Oelkers durchstreifte zunächst die Bildungsgeschichte und merkte an, dass der Name Wilhelm von Humboldt immer wieder genannt wird, wenn  die deutschen Universitäten und speziell der Bolognaprozess und die Studienreform in die Kritik geraten. Dabei stehe Humboldts Name für das, was der deutsche Soziologe Helmut Schelsky 1963 Studieren in „Einsamkeit und Freiheit“ genannt hatte.  Die  Formel „Einsamkeit und Freiheit“ beschreibe aber vermutlich nicht das Verhalten sehr vieler Studenten, die die Freiheit der Universität nicht zwingend für das Studium nutzten und andererseits unter Druck standen, ihr Studium möglichst ohne Verzögerung abschließen zu müssen. So kam  Oelkers zu der Schlussfolgerung, dass es nicht möglich ist mit Bildungsidealen zu Beginn der modernen Universität deren Entwicklung im 21. Jahrhundert bewerten.

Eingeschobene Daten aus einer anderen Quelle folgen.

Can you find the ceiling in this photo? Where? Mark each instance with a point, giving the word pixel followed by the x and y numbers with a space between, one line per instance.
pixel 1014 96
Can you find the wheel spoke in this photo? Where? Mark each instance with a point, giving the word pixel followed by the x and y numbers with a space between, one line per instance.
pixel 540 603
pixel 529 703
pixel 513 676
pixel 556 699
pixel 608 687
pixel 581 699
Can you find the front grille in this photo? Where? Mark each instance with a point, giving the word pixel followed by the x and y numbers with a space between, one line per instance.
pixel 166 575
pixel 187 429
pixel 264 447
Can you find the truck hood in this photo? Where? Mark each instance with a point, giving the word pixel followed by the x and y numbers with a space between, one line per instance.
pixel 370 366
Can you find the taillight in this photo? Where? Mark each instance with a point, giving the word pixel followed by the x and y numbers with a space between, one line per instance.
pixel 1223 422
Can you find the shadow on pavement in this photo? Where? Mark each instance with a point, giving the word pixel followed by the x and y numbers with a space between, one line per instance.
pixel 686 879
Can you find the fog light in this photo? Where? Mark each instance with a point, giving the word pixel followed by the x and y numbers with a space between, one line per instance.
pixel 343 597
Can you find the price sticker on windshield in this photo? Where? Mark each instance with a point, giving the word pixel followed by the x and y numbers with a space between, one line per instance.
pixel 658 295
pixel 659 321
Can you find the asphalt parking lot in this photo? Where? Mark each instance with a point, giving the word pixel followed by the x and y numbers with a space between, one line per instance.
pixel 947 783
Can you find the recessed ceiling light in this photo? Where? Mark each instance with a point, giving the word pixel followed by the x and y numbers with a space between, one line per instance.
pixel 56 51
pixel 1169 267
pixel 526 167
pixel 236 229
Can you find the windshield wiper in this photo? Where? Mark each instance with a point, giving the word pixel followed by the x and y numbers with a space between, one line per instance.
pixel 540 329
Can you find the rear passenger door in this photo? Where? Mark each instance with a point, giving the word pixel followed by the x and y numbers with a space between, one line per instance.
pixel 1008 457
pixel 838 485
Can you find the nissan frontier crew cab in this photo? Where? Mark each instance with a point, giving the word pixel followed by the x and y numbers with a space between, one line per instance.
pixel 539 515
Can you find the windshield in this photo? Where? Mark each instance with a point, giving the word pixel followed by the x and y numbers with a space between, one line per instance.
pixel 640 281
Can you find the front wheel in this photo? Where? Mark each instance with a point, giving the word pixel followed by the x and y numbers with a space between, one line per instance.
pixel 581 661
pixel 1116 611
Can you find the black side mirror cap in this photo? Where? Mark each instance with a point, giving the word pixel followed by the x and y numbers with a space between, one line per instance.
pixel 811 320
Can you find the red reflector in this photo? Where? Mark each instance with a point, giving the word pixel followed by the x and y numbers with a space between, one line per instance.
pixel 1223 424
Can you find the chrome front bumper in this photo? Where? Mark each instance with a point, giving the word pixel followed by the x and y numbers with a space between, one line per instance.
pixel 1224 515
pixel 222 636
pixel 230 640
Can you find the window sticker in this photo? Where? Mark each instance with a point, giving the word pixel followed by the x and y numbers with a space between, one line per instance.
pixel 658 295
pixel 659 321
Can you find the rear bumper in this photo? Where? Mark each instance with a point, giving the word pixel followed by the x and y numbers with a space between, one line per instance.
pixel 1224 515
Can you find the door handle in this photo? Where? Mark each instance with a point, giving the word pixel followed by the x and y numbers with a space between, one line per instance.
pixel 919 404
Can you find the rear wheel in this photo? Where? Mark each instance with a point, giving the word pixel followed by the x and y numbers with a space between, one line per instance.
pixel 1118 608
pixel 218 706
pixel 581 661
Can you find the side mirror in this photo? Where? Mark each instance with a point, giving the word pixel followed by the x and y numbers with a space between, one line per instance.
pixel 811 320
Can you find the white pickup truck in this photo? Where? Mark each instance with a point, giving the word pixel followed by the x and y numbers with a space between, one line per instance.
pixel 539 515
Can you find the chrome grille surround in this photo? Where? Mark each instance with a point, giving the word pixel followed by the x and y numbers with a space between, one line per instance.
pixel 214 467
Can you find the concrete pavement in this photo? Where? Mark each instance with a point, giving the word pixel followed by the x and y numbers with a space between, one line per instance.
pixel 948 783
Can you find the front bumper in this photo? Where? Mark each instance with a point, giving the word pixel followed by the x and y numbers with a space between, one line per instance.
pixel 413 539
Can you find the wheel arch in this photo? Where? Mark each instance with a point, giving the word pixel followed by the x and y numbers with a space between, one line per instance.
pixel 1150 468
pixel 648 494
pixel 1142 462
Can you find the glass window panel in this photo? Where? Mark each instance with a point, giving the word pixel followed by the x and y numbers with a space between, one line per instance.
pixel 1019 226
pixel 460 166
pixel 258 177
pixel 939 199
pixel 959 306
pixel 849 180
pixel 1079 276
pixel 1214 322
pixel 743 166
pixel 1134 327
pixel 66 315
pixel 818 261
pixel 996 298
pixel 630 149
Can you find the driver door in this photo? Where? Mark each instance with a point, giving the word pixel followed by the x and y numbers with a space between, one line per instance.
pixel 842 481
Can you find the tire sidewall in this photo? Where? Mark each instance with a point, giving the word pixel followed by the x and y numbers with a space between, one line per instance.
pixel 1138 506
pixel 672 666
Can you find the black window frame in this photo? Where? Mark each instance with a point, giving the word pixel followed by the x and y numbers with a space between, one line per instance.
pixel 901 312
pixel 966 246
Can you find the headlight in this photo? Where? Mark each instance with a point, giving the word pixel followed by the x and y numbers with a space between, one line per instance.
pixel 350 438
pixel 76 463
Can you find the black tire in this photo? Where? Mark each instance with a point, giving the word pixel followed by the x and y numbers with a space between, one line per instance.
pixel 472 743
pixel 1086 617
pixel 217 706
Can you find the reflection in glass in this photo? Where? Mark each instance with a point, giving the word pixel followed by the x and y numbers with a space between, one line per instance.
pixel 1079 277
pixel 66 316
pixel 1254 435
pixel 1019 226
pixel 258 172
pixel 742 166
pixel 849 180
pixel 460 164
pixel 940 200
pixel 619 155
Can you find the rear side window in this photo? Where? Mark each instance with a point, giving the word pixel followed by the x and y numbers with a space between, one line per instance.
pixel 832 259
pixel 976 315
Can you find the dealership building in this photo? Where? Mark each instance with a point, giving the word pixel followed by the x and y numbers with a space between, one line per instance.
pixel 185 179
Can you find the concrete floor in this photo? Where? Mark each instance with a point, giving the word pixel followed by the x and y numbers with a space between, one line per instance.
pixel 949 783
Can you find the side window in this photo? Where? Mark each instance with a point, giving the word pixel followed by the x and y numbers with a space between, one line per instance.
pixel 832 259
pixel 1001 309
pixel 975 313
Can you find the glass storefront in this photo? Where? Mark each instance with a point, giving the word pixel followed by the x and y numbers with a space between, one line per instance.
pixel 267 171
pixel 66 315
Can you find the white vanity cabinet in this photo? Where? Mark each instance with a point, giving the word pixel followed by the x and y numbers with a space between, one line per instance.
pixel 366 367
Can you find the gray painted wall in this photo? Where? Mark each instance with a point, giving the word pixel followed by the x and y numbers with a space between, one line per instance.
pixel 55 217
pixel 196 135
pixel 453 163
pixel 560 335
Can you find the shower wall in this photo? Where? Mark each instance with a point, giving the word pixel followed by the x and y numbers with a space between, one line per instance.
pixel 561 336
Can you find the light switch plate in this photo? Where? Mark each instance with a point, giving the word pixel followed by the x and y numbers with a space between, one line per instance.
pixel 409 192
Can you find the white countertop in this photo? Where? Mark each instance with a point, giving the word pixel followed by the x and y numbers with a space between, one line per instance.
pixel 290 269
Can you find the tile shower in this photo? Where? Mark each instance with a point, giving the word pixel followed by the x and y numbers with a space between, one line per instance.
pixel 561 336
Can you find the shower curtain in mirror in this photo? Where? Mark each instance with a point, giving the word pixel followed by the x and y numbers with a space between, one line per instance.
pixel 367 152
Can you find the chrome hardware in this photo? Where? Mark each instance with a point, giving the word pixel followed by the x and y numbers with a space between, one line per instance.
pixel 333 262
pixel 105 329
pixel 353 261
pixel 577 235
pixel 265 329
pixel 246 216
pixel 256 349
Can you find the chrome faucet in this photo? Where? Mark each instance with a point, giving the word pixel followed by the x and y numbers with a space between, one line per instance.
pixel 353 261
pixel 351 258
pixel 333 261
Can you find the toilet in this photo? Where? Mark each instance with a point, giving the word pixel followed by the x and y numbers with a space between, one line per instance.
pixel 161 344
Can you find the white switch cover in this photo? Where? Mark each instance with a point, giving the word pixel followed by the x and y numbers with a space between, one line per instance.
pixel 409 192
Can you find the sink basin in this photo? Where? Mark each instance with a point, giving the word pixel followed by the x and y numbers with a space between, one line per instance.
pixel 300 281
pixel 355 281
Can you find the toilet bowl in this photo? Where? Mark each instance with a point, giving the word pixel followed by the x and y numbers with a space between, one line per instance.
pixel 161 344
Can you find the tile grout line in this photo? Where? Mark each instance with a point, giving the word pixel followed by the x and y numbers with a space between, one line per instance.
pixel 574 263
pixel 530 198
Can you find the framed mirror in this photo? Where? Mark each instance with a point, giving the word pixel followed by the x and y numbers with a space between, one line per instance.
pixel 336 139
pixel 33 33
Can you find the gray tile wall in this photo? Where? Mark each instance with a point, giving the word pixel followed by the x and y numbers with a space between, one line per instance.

Schon war Oelkers in seinem Element und er hob mit seiner Kritik am Bologna-Prozess an.   Umstritten ist das Bologna-System, weil es Bildungserwartungen verletze. Das Studium ist in „Module“ unterteilt worden, wie man das aus der Industrie kennt,  die Lernzeit wurde standardisiert, jede Studienleistung ist mit einer Prüfung verbunden und so sei ein Verschulungsprozess in Gang gesetzt worden, der ein freies Studium nach eigenen Interessen nicht mehr zulasse.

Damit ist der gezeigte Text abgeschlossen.